Assembly and functionalization of DNA-polymer microcapsules.

作者信息

Cavalieri Francesca, Postma Almar, Lee Lillian, Caruso Frank

机构信息

Centre for Nanoscience and Nanotechnology, Department of Chemical and Biomolecular Engineering, The University of Melbourne, Parkville, Victoria 3010, Australia.

出版信息

ACS Nano. 2009 Jan 27;3(1):234-40. doi: 10.1021/nn800705m.

DOI:10.1021/nn800705m
PMID:19206271
Abstract

We report the synthesis and characterization of DNA-grafted poly(N-isopropylacrylamide) (PNIPAM) micelles, their assembly into multilayered thin films, and the subsequent generation and poly(ethylene glycol) (PEG) functionalization of DNA-PNIPAM microcapsules. Multilayer films were assembled by sequentially depositing DNA-grafted PNIPAM micelles containing the cDNA sequences polyA(30) or polyT(30) (i.e., PNIPAM-A(30) or PNIPAM-T(30)).

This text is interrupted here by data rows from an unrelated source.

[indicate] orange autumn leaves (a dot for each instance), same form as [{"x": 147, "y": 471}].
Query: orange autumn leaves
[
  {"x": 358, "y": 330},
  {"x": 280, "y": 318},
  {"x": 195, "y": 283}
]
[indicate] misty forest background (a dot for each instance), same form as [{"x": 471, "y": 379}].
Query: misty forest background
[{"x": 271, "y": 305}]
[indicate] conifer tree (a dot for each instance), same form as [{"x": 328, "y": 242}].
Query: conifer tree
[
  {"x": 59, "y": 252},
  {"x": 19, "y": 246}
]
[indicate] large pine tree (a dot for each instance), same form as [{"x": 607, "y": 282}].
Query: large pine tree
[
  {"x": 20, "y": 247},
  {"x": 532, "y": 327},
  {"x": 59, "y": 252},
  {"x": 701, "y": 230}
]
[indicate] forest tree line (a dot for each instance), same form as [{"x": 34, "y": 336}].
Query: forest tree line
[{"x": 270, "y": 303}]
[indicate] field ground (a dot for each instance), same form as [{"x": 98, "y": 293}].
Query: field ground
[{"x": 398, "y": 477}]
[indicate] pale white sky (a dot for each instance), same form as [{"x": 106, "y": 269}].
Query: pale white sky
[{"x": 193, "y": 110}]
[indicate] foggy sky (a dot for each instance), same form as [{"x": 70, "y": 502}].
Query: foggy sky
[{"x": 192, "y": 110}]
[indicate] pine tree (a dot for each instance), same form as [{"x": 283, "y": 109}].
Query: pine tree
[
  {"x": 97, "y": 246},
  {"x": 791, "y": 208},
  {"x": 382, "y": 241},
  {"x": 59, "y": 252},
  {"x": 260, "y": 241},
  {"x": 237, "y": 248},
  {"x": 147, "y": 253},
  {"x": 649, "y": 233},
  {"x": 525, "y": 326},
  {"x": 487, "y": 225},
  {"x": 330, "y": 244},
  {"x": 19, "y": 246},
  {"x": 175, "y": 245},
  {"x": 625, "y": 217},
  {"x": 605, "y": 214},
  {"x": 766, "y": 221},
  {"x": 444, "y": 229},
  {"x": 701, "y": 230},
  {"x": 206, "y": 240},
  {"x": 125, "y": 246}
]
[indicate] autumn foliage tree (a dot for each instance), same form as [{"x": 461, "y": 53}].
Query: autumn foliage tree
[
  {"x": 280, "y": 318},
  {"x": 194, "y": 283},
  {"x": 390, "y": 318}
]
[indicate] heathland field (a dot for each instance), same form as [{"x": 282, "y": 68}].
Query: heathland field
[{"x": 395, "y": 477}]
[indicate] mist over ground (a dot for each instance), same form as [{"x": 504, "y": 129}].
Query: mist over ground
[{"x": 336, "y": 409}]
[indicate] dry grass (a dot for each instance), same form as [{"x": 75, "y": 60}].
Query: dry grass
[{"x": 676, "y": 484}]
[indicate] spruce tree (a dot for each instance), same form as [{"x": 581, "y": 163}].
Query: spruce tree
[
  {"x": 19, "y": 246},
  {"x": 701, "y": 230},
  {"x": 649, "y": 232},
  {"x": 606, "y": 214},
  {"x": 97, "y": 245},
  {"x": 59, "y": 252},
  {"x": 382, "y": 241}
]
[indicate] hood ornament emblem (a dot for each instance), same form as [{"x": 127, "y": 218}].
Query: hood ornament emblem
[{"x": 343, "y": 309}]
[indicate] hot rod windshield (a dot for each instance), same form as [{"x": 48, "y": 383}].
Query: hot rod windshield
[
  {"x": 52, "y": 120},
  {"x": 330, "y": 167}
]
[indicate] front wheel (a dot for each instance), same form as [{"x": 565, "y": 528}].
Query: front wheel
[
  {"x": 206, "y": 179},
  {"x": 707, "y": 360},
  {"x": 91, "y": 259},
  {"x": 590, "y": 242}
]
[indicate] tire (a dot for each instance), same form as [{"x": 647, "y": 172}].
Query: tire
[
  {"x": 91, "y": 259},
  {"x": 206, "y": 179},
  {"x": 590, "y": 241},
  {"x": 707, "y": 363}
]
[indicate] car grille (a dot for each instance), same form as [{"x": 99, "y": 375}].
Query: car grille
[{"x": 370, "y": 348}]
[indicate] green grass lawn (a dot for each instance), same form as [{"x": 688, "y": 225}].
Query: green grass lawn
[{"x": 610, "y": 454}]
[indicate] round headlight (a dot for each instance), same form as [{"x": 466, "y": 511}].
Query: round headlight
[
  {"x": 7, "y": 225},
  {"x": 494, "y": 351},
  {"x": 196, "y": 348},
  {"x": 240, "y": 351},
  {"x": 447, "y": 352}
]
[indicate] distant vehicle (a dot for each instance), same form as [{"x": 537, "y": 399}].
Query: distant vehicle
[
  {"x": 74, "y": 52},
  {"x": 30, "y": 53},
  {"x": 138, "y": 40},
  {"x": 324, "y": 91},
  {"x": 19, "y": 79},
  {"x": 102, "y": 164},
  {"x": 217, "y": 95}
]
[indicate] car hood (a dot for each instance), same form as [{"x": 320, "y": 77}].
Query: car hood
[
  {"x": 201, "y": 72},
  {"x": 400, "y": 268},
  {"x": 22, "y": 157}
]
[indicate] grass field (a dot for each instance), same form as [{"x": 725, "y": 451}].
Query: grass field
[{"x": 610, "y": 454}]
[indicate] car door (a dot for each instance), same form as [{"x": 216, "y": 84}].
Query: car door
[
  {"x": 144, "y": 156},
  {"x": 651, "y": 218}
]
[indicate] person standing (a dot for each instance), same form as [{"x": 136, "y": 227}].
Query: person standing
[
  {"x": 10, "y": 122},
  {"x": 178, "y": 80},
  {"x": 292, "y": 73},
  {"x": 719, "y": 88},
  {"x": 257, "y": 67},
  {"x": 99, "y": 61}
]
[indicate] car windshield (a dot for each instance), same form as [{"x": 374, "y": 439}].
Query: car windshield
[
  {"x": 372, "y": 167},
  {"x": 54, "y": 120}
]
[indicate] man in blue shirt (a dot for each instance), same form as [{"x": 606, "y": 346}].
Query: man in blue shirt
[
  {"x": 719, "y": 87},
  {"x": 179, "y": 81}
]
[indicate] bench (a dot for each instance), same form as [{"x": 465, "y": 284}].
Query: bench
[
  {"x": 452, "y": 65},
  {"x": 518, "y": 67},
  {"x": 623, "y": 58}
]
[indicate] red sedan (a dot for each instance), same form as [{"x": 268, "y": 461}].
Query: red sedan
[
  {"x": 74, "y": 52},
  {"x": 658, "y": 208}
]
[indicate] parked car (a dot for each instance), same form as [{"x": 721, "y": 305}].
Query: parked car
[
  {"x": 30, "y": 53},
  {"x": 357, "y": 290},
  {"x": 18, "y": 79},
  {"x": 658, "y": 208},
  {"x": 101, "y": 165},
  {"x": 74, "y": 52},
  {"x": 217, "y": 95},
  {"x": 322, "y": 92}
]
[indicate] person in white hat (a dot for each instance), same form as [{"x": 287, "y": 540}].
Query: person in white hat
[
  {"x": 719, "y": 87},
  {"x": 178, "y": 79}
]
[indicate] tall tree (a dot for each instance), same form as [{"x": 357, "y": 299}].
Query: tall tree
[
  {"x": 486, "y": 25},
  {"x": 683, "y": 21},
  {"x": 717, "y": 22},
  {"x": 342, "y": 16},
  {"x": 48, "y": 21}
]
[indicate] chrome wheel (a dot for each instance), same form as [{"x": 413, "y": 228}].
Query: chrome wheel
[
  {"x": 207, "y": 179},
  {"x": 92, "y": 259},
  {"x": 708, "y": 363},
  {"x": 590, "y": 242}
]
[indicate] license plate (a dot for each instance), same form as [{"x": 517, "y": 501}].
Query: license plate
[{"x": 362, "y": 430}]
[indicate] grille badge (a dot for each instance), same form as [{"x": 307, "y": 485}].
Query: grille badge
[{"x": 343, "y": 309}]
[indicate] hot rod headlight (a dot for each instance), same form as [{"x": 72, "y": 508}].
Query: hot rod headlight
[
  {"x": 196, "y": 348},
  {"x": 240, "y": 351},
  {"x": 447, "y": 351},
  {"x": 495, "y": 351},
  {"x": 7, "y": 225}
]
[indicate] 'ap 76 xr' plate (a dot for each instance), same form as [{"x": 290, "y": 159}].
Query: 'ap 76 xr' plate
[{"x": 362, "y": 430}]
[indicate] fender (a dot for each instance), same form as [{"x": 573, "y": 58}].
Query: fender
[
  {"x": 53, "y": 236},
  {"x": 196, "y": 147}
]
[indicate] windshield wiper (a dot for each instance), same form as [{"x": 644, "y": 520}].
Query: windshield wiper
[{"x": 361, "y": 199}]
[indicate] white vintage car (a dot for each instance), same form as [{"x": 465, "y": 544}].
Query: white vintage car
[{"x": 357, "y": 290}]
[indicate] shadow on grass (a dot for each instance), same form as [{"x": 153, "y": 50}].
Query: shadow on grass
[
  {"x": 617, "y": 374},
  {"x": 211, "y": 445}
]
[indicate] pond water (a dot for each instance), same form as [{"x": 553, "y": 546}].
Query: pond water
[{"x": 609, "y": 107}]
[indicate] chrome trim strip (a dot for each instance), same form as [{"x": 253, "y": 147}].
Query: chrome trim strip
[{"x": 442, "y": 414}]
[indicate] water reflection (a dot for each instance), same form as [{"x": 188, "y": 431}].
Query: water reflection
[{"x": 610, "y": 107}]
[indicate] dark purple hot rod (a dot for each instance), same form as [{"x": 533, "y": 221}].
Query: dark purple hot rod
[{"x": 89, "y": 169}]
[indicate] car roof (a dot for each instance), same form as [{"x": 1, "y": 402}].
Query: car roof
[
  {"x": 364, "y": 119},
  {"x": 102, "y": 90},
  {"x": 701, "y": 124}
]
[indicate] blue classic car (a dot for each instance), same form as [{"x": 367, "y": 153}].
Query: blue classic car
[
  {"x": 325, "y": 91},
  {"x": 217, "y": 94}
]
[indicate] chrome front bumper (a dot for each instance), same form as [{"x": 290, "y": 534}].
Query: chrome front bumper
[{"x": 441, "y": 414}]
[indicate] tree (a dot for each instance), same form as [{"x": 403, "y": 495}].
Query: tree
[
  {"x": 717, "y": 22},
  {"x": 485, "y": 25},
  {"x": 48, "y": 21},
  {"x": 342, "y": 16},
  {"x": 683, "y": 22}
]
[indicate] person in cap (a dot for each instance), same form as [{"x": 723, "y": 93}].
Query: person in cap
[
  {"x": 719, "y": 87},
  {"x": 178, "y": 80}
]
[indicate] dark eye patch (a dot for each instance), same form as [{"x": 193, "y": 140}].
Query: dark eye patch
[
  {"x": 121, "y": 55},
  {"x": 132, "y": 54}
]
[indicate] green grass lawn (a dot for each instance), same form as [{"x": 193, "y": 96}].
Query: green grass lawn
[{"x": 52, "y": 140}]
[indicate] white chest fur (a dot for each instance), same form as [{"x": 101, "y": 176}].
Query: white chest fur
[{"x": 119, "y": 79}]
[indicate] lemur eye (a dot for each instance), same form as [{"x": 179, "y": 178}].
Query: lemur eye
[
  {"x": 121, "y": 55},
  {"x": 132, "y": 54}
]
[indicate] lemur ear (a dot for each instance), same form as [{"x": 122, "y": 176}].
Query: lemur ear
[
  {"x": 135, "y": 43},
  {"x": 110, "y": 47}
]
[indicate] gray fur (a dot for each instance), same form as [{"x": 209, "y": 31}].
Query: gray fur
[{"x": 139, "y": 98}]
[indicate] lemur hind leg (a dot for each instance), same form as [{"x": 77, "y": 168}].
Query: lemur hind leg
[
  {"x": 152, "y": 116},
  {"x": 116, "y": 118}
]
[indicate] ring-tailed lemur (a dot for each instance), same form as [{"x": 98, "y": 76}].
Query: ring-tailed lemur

DNA-polymer microcapsules were obtained by the alternate deposition of PNIPAM-A(30) and PNIPAM-T(30) onto silica particles, followed by removal of the template core. Upon removal of the silica core particle, shrinkage of between 30 and 50% was observed for the microcapsules. The presence of PNIPAM within the DNA-polymer hybrid film reduces the permeability of the microcapsules to macrosolutes (e.g., dextran) compared with microcapsules made solely of DNA. The hydrophobic core of the DNA-grafted PNIPAM micelles was designed to contain alkyne "click" groups, which were exploited to covalently couple azide-bearing low-fouling PEG to the DNA-PNIPAM microcapsules. The combination of hydrophobic and reactive "click" nanodomains, along with the degradability of DNA, offers a multifunctional and versatile DNA-polymer capsule system that is envisioned to find applications in the controlled delivery of therapeutics.

摘要

我们报道了DNA接枝聚(N-异丙基丙烯酰胺)(PNIPAM)胶束的合成与表征、它们组装成多层薄膜以及随后DNA-PNIPAM微胶囊的生成和聚乙二醇(PEG)功能化。多层膜是通过依次沉积含有cDNA序列polyA(30)或polyT(30)(即PNIPAM-A(30)或PNIPAM-T(30))的DNA接枝PNIPAM胶束组装而成。DNA-聚合物微胶囊是通过将PNIPAM-A(30)和PNIPAM-T(30)交替沉积到二氧化硅颗粒上,然后去除模板核心而获得的。去除二氧化硅核心颗粒后,观察到微胶囊收缩了30%至50%。与仅由DNA制成的微胶囊相比,DNA-聚合物杂化膜中PNIPAM的存在降低了微胶囊对大分子溶质(如葡聚糖)的渗透性。DNA接枝PNIPAM胶束的疏水核心设计为含有炔基“点击”基团,利用该基团将带有叠氮化物的低污染PEG共价偶联到DNA-PNIPAM微胶囊上。疏水和反应性“点击”纳米域的组合,以及DNA的可降解性,提供了一种多功能且通用的DNA-聚合物胶囊系统,预计可用于治疗药物的控制递送。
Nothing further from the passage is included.